Reflections: a wizard is never late…
Everything about me is a long story. I often tell people my journey so far has been about taking risk, learning by doing, and challenging myself. I keep repeating this cycle and have made some incredible pivots over the years. So far, it’s worked out well and I have nothing to complain about. In fact, I am extremely excited again for the first time in a while.
This time, the pivot feels a bit different. In retrospect, all my prior pivots were fairly superficial. This time, I am actually prioritizing what I’m uniquely interested in and suited for. It’s as if the universe brought me on this long and windy path, completing missions, leveling up, and occasionally doing side quests, just to bring me to this exact moment. I feel a deeper sense of conviction that is aligned with how I actually feel. It’s a bit more subtle and unexplainable, and I trust it more.
This is my first week working full time on following my dreams. As far as I can remember, I’ve always just wanted to tinker, build cool shit, meet new people, and hopefully make some money. Over the years, this has taken on different forms from working on my own products, startups, and other projects, and we’ll get into that later I’m sure. It feels a bit surreal and benign. Bizarrely, it doesn’t feel as euphoric as I’d imagined. It feels more “right”, in a subtle way. I think back to past occasions when I considered leaving my full time job and imagine what would have happened. My contemplation always leads me to believe that the timing wasn’t right and that there was a reason why it happened the way that it did. A good way to summarize the timing for me is the famous opening quote from Gandalf in the Lord of the Rings movie:
A wizard is never late, nor is he early, he arrives precisely when he means to
Weekly recap: stepping in shit
I was catching up with a friend and I learned a new expression: stepping in shit. Google it. It basically means fortuitous or serendipitous mistakes that ultimately lead to something positive. This week feels like that in many ways.
Most of my time was spent getting started and running into the thousands of minor issues you can’t anticipate until you get started. Camera issues, video issues, format issues, delivery issues, etc.
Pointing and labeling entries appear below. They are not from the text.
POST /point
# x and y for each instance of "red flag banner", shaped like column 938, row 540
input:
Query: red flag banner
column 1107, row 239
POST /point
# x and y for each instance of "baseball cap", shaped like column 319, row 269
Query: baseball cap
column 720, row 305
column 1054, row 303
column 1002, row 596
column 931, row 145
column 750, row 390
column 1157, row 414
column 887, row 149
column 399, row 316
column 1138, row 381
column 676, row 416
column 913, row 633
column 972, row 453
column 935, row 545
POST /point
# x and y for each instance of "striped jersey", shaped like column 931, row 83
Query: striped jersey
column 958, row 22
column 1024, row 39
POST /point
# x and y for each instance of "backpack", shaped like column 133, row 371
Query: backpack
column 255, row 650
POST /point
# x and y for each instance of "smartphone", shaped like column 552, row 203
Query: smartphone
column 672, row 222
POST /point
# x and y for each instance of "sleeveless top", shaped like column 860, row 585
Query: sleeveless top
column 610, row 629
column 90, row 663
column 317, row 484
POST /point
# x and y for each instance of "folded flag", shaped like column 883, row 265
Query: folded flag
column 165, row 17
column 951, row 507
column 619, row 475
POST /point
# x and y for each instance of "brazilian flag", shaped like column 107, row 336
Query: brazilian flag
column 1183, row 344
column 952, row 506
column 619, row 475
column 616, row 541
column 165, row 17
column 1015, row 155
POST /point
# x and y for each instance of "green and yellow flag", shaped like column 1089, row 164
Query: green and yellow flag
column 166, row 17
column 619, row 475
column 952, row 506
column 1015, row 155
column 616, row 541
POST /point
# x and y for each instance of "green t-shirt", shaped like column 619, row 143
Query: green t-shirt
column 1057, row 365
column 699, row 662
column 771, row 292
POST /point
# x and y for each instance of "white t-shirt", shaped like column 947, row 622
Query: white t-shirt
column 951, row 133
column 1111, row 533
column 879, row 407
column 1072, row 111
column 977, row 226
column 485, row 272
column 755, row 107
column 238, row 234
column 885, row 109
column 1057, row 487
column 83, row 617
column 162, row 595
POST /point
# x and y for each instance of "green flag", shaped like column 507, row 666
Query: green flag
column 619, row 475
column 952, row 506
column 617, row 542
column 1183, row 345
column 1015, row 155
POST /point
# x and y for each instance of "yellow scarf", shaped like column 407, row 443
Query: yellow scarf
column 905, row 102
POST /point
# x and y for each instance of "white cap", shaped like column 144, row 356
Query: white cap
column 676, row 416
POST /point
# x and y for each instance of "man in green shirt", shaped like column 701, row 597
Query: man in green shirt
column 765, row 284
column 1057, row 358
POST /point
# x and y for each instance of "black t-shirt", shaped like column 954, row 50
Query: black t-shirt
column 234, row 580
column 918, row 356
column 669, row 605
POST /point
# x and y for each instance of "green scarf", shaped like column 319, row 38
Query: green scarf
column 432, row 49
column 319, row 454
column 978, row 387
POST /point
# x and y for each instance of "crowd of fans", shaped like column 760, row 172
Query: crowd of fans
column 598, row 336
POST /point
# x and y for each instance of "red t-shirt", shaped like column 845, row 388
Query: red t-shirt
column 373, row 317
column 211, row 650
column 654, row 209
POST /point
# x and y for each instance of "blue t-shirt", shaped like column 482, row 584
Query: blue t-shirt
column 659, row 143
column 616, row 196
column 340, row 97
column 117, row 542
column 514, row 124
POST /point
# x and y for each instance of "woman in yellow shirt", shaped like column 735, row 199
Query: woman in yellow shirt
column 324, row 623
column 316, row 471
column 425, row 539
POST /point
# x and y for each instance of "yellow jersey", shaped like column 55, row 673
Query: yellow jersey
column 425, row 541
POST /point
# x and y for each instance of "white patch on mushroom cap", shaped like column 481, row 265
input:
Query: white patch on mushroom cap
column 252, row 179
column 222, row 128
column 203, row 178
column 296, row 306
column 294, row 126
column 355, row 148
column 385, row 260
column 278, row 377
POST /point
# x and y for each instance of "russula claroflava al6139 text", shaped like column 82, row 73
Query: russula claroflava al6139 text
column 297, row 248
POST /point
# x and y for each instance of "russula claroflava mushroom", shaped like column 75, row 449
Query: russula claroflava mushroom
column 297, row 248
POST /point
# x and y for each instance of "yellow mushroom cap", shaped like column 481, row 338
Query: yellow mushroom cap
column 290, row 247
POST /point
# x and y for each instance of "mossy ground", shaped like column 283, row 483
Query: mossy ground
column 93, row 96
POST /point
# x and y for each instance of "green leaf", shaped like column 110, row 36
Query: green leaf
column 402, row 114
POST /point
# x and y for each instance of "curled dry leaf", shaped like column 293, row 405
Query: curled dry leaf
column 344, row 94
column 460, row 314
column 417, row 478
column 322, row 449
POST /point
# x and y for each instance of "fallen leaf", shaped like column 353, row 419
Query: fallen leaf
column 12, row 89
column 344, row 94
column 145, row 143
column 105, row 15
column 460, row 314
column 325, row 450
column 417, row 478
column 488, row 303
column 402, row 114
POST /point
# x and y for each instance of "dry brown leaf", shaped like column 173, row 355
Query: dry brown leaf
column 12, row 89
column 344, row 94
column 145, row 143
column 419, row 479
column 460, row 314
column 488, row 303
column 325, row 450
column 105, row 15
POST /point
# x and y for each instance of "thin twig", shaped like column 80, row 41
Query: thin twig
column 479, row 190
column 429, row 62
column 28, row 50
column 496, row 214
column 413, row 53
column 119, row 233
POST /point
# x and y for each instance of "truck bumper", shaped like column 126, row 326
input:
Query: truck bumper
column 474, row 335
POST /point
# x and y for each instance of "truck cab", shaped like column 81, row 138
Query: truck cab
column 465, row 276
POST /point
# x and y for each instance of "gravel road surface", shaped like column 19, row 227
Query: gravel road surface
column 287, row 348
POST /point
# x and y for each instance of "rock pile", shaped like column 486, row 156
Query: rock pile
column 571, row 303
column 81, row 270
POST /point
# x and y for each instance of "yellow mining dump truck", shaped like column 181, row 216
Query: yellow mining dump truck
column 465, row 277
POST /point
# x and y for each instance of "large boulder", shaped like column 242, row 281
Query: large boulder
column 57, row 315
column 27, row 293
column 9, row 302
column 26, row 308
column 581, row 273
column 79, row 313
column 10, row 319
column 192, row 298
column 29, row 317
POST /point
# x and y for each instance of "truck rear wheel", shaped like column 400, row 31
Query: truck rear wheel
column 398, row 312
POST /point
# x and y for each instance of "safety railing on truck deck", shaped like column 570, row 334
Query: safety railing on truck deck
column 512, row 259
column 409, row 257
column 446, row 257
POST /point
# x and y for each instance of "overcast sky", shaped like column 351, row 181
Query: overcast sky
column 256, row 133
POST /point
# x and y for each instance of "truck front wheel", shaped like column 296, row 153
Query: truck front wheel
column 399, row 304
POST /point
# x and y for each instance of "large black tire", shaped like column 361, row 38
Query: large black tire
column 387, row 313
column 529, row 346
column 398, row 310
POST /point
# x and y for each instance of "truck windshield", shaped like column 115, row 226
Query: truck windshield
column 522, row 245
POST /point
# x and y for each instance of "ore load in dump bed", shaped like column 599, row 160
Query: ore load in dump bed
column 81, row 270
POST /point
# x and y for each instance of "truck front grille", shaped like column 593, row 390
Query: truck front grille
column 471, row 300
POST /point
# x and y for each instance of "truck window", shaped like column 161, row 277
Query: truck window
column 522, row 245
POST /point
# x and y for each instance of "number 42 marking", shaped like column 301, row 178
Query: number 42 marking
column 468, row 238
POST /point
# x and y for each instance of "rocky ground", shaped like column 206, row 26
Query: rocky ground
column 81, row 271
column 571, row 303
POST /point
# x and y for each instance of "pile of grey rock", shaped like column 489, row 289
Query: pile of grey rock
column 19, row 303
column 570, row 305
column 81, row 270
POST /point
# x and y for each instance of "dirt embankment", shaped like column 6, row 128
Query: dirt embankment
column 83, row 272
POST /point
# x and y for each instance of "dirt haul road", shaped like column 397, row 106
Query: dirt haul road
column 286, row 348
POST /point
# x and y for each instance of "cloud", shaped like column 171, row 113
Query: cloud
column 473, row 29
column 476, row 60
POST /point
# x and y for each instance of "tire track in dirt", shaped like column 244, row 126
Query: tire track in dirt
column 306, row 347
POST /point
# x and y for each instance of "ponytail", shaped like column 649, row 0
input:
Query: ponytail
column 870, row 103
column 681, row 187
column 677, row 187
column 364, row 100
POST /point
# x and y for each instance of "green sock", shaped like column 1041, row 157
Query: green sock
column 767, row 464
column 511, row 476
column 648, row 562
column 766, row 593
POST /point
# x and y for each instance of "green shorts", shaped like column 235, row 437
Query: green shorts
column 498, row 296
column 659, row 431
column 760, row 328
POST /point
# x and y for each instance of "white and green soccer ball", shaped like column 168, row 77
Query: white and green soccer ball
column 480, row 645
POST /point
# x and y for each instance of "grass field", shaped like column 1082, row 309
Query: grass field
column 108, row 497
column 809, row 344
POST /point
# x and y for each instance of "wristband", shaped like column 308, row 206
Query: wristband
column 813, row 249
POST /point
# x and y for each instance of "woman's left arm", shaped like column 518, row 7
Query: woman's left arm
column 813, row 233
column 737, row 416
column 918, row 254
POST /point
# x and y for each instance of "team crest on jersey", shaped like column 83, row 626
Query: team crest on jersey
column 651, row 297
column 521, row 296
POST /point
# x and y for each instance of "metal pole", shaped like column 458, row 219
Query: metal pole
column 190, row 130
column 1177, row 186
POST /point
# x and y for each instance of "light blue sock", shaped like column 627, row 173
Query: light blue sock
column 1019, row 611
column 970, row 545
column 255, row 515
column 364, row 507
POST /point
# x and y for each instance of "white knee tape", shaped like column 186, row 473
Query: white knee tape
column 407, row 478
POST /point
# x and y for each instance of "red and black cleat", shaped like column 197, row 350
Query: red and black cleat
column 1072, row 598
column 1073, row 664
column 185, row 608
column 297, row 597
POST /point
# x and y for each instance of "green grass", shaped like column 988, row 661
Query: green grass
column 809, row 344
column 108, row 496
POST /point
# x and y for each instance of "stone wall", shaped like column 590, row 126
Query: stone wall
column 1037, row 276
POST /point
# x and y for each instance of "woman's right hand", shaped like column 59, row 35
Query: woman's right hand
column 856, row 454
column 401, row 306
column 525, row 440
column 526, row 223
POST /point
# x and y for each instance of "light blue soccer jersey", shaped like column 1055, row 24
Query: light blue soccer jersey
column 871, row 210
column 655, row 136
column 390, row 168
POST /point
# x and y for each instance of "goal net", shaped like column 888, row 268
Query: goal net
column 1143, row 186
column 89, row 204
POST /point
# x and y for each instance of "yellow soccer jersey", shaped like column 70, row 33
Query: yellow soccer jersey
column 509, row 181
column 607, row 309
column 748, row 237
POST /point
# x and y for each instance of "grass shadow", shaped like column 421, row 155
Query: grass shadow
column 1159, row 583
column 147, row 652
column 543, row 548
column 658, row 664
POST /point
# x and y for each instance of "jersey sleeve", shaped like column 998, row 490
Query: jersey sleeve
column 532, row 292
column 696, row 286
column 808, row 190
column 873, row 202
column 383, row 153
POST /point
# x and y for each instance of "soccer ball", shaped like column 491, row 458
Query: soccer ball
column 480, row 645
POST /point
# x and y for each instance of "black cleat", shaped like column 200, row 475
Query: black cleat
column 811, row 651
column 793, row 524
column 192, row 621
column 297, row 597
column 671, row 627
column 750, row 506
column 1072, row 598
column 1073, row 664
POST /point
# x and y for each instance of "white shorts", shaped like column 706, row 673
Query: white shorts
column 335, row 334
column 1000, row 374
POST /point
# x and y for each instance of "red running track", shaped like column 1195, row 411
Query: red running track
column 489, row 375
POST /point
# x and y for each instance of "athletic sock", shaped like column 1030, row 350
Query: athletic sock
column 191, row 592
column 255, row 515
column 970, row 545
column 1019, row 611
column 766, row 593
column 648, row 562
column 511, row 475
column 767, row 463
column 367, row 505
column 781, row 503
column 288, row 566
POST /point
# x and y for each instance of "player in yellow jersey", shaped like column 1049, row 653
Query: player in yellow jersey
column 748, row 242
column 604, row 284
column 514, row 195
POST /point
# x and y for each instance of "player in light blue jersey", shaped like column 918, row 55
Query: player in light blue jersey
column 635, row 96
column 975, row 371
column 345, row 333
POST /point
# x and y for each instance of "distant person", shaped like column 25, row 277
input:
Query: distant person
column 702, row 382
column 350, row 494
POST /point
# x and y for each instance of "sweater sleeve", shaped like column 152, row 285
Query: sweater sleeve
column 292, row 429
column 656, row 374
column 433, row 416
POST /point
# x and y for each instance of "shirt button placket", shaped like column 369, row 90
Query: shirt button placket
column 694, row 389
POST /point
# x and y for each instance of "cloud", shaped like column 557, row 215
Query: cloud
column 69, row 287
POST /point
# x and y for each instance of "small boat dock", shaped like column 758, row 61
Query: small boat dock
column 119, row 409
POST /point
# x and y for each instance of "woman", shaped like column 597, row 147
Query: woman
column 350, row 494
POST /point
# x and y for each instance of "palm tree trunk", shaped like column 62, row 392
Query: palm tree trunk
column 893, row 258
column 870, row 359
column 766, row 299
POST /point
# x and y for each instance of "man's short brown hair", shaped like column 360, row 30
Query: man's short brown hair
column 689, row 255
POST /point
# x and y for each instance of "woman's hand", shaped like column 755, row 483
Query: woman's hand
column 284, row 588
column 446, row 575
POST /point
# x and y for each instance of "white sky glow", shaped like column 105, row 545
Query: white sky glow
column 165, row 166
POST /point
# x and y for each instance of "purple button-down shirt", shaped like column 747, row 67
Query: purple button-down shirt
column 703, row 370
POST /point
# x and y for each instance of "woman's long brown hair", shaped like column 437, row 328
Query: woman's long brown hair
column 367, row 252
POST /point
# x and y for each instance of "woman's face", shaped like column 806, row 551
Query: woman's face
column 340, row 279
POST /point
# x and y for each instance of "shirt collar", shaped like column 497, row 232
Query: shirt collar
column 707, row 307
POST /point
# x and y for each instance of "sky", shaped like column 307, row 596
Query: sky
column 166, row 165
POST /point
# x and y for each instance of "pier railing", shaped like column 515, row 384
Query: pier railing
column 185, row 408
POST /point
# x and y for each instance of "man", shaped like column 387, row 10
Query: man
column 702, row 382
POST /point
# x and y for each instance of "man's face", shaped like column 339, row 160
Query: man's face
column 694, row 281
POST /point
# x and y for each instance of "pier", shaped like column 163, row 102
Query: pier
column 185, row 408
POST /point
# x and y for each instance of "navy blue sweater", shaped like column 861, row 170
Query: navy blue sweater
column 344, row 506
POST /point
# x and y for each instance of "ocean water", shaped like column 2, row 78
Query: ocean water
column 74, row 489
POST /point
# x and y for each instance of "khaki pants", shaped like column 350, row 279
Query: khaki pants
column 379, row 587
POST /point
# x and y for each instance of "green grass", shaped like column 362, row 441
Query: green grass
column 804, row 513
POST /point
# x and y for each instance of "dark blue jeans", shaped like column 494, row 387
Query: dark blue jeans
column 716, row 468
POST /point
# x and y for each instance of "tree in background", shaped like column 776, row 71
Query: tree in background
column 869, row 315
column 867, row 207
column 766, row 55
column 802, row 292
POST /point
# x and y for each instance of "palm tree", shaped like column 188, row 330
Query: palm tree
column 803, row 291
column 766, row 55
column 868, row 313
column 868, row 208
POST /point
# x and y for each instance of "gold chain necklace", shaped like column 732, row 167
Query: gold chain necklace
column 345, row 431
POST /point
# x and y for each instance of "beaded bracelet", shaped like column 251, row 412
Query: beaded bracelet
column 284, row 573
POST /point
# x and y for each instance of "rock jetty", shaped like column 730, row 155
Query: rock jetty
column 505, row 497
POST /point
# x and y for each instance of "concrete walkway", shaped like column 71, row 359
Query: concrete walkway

There’s nothing exciting or even super frustrating about them, they are just little inconveniences. But for me, I take these as clues to building a long-term, efficient, and scalable system for producing wicked-ass videos.
In another way, I spent a lot of time thinking about how to get started. I struggled through a few different approaches and finally settled on just getting started with whatever was easiest and most obvious. Keeping it simple helped a lot.
Lastly, in the broadest way possible, as I write this update, I felt a bit disappointed that I didn’t live up to my perfect week. But then I thought about how it’s important to enjoy the journey rather than obsessing over some arbitrary destination. I enjoyed a few moment throughout the week and as I current write, where I am grateful to be on this journey and that it’s part of a much larger, more awesome story ark.
nobackspace.io
This week I decided to revive an old project called nobackspace.io. Originally, this was a meme project that I created to just get back into coding and fuck around with ChatGPT. It sat dormant for about 2 years before realizing it actually had some potential.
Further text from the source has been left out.